You know today-with simple, free of charge apps-I’m able to know the arrival time of the next buses/trains around my whereabouts, and this gives me the power to plan my itinerary ahead of time and to the minute detail. And it’s reported that very soon, oral-care product manufacturers will be connecting toothbrushes to the Internet and to our other devices, so we’ll be kept reminded to floss after we brush our teeth.
Certainly, these and similar services add up to the quality of life.
But there’s a catch to it – the connectedness doesn’t stop there. Data are being collected & stored; computers are being given access to analyze those data, and marketers are being allowed to act according to the findings.
Yes, these life-improving services we are getting accustomed to out of our connectedness do come with a price – a compromise on our security and privacy.
Health insurance companies would love access to our fitness data to set premiums; hackers are ever determined to embezzle our properties; and dictatorial governments are using the data to oppress us.
As the Associated Press reported few months back, (Promise and peril in an ultra-connected world) – quoting a law professor at Harvard University – “it’s difficult for people to say no when presented with immediate benefits because any potential problems are vague and years away”.
Indeed, people are – out of their own freewill – giving out their most private information on social media. Facebook reads your mind; Twitter checks what you’re doing; and Linked-In keeps track of your business. Imagine the kind of pattern a computer can make out of all your statuses and tweets just from these social platforms alone!

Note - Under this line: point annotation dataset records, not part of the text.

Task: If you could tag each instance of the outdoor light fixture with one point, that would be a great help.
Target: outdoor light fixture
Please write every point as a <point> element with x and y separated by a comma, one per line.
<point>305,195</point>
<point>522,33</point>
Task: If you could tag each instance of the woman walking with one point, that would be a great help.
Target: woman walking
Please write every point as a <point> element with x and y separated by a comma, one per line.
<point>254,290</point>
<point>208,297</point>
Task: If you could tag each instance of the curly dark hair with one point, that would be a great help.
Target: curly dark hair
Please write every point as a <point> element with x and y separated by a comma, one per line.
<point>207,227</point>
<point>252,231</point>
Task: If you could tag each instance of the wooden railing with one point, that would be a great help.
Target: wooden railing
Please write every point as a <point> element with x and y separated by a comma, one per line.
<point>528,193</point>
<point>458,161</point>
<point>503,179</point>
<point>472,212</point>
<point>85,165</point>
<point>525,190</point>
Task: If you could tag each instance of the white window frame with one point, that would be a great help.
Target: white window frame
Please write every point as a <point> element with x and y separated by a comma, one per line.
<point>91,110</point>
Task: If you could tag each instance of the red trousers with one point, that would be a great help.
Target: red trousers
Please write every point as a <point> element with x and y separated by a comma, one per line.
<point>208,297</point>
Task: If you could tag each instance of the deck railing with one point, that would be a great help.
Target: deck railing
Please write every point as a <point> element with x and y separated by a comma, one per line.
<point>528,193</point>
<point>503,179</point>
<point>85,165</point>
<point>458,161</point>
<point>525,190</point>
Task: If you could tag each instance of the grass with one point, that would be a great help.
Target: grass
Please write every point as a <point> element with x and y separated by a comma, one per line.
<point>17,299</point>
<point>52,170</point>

Yet another interesting article appeared on March about internet privacy: Julian Angwin, the author of Dragnet Nation: A Quest for Privacy, Security, and Freedom in a World of Relentless Surveillance, opined in The New York Times about internet privacy under the title, Has Privacy Become a Luxury Good?
“In our data-saturated economy, privacy is becoming a luxury good,” wrote Julian Angwin, “After all, as the saying goes, if you aren’t paying for the product, you are the product. And currently, we aren’t paying for very much of our technology.”

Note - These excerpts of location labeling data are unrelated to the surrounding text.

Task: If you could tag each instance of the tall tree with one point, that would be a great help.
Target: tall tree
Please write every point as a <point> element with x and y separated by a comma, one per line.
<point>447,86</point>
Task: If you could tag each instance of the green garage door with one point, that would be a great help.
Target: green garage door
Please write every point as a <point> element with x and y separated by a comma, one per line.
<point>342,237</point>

This award-winning investigative journalist/author wasn’t just concerned about the compromise in privacy of an ever-linked up world, but also how difficult and costly it has become to protect it.
And for some, what’s far more worrying is the possible development of an all-seeing, overbearing state. From the recent controversial cases of Edward Snowden, to the not forgotten WikiLeaks, people around the world are being constantly alarmed of a latent Big Brother in the making, regardless of where they are.
Even then, it seems most of us are neither prepared nor ready to ward off such eventualities. We still overlook the fact that our apps aren’t just providing us free information/services but, they’re also obtaining our information at no cost to sell it for other interested parties.
Yes, apparently, we’re glad for being able to know at what time the bus arrives at our neighborhood stop using our phone’s GPS, than worrying about the possibility that the same phone could be constantly giving out signals of our whereabouts to an unknown entity.
We sill believe in the benefits of having a free email account or using an Internet search engine, more than its possible downside of our personal information being scanned by the service providers so it can be offered to third parties, who could possibly use it to our disadvantage and even against our interests.
Perhaps some of us have already given in, thinking it is a battle long lost with the advent of the Internet itself, and as a result, we may have chosen to stay connected in exchange of being naked. Or some of us may have not yet recognized what lies at stake – we may be still questioning if there will ever be a risk of this scale simply for getting connected.
Whichever side of the fence you fall on, one thing is to remain true: The security and privacy issues of the Internet will grow to be one of the most vexing part of our lives for years to come.